Majoring in the Minors

I've been watching a show on Facebook this week called Sorry for Your Loss.  It stars Elizabeth Olsen, who I adore, and it focuses on her grief journey and all the mixed emotions there after the death of her husband.  It is very well done, heartbreaking and relatable.

One of the characters on the show struggles with depression, and he describes the experience in a way that hit home for me (and many, many others according to the comments):  "She thinks it's like a fog because someone described it like that in an article or something, but that's not how it feels to me.  It's the opposite.  It feels like a bracing wind that blows the fog away and reveals the whole truth of the world underneath.  And everyone else is in the fog.  They can't see it, but I can.  And it's all ugly and hopeless.  The disease isn't dangerous because it tells me lies; the disease is dangerous because it tells me the truth."
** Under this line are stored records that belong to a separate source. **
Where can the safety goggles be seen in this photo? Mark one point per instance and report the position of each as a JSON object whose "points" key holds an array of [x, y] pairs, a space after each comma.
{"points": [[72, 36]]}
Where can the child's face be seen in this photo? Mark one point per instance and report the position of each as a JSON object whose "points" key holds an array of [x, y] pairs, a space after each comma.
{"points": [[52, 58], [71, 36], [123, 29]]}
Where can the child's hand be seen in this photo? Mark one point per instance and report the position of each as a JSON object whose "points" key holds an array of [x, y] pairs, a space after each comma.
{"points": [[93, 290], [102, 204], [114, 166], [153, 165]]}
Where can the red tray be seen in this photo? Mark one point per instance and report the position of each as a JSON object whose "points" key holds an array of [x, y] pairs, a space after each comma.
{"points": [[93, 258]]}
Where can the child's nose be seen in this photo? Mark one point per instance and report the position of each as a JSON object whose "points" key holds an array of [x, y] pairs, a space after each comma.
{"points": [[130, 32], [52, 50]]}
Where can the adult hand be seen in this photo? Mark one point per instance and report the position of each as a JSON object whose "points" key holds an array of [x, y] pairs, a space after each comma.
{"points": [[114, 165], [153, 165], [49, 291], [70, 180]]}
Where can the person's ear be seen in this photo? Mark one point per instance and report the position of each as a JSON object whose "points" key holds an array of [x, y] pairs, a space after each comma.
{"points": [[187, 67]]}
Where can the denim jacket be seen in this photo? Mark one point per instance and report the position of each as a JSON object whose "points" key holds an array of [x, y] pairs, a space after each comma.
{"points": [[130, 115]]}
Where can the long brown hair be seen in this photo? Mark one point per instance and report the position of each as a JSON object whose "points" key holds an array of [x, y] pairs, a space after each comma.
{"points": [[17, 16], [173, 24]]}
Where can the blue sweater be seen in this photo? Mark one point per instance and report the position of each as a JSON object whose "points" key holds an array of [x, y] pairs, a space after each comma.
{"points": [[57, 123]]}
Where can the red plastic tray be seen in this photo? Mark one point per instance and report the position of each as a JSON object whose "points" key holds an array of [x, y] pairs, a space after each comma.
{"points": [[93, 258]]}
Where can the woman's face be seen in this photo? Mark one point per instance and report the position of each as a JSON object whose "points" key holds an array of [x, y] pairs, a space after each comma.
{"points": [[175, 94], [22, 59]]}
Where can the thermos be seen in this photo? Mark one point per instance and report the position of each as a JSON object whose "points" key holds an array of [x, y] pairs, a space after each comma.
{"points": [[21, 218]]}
I absolutely understand what he's saying there.  Particularly through the past year, there is so much pain and loss and suffering in the world, and people who are more naturally sensitive and empathetic feel it when those around them are hurting or anxious or numb or just filled with anger they don't know how to process.  It's a lot.  It can feel overwhelming and paralyzing sometimes.  And yes, it can feel like most of the people who seem happy all the time are living in a fog and being a bit fake and insensitive and ignorant to the deep suffering around them...

But I had to remind myself yesterday that there is a deeper level of truth at play here.  There's the surface-level happiness of people who are oblivious to the pain of others and working to numb their own pain.  There's the melancholy near-depression angst of those who are aware of the darkness around them and trying to live constantly aware of that reality.  And then there is the REAL and deep joy and resiliency of those who understand that the darkness and suffering are real, but also know that we have an unshakable and eternal hope through Jesus.  That there is a light that shines in the darkness, and the darkness cannot overcome it.  That at the deepest level, we are seen and loved and valued even when we feel most alone and forgotten and insignificant.

I won't go into too much detail here, but I needed that reminder.  John Eldredge talks about the major and minor themes in Scripture... saying that the minor theme is suffering, disappointment, loss, and darkness.  But the major theme is resurrection, life, breakthrough, and triumph.  Both are a part of our lives, and both matter.  Our culture and the pandemic and other losses we've all experienced can make it tempting to major in the minors... to put too much attention on the darkness.  But we do not grieve like those who are without hope.  God is light, and there is no darkness in Him.  Let us press on to know Him. ❤


I've always LOVED the view at my parents' house.  They live behind a golf course, and it's refreshing to look outside and see their pool with the beautiful golf course behind it - I love seeing the green grass and the blooming trees and the golfers all around.  A couple weeks back, I was caught off guard seeing everything torn up.  The ice storm destroyed several trees, which was sad, and now they are closing the golf course for a full year to renovate and remodel it all.  It's bare and brown and sad.  Not pretty.  But it will be more beautiful in time.  The minute Mom told me that, I felt the metaphor for my own heart - my brain just works that way and goes straight to metaphors more often than not. lol  Anyway, God is working on some things, and it's sometimes lonely and hard and the process is not always pretty.  But He knows what He's doing, and I need to rest in that. ❤

Not sure if anyone else needs this today, but I needed the reminder that there will be new growth and beauty in the same places where things feel empty and torn up right now.  This season matters, but the brown mess is temporary.  Winter turns into Spring.  The light overcomes the darkness.  It always has and always will.